02/10/2012 (Bangkok Post) - Unquestionably, one of several hot topics facing Thai society nowadays is the ongoing integration into the Asean Economic Community (AEC), which will officially take place in less than three years from now. This, naturally, presents both opportunities and challenges for Thailand, especially in the agricultural sector, which has long been our economic backbone and main source of employment.

But what will be the benefits and challenges for Thailand’s farm sector? And how should we prepare to reap the potential gains?

Firstly, the AEC means more opportunities to expand Thai agricultural shipments in the region. Southeast Asia is already one of Thailand’s main agricultural export destinations. Thailand’s farm shipments to Asean countries totalled around 270 billion baht in 2011, growing by 24% from the year before, mainly rubber, sugar, rice and various grains.

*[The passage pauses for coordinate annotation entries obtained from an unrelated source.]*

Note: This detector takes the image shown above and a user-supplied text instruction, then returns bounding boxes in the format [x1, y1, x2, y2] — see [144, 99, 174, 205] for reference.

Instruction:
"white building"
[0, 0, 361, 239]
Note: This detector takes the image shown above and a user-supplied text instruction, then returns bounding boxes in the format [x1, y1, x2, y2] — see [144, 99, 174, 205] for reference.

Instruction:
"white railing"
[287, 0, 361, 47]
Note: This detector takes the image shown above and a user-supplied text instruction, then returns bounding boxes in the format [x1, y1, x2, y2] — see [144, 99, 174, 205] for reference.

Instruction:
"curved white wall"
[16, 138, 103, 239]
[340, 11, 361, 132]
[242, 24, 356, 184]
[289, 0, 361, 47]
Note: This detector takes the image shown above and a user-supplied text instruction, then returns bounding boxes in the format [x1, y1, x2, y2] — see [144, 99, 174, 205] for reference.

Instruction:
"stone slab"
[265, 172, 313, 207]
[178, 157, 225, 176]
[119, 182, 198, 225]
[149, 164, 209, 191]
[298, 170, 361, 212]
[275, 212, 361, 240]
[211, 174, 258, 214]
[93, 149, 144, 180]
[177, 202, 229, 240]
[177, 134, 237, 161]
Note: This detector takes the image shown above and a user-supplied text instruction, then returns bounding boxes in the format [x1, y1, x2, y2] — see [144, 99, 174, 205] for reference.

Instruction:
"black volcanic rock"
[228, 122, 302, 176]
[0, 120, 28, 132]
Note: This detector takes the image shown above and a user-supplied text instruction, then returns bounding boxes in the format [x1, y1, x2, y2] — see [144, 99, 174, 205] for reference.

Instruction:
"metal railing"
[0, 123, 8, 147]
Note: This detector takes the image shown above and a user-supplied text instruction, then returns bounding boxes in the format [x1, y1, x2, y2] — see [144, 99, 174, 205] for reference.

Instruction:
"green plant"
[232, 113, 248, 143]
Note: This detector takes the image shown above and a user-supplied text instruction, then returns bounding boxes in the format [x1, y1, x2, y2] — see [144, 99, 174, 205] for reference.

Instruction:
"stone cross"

AEC rules will give Thai exporters better access to the region’s nearly 600 million people. And regional shipments of goods will become freer and more efficient because tax barriers will be eventually eliminated. Transport systems will become more deeply integrated, and logistics system will significantly improve. In other words, the AEC will enable easier movement of goods, services, investment, capital and people. Ultimately, it will offer new ways of coordinating supply chains, or access to new markets for established products.

One noticeable industry set to benefit is sugar. As the largest sugar producer and exporter among Asean, Thailand is optimally positioned to serve regional demand, which is expected to grow steadily. Southeast Asia faces a long-term sugar deficit, as regional demand continues to outpace supply, driven especially by Indonesia, which is Thailand’s biggest market. As new consumer demand emerges and usage of ethanol ramps up, we should maximise this sweet opportunity.

Beyond trade, the AEC will also increase prospects for direct investment. Entrepreneurs who are financially and technologically prepared will discover new opportunities to invest in nearby countries that are rich in resources and other production inputs, especially cheap labour.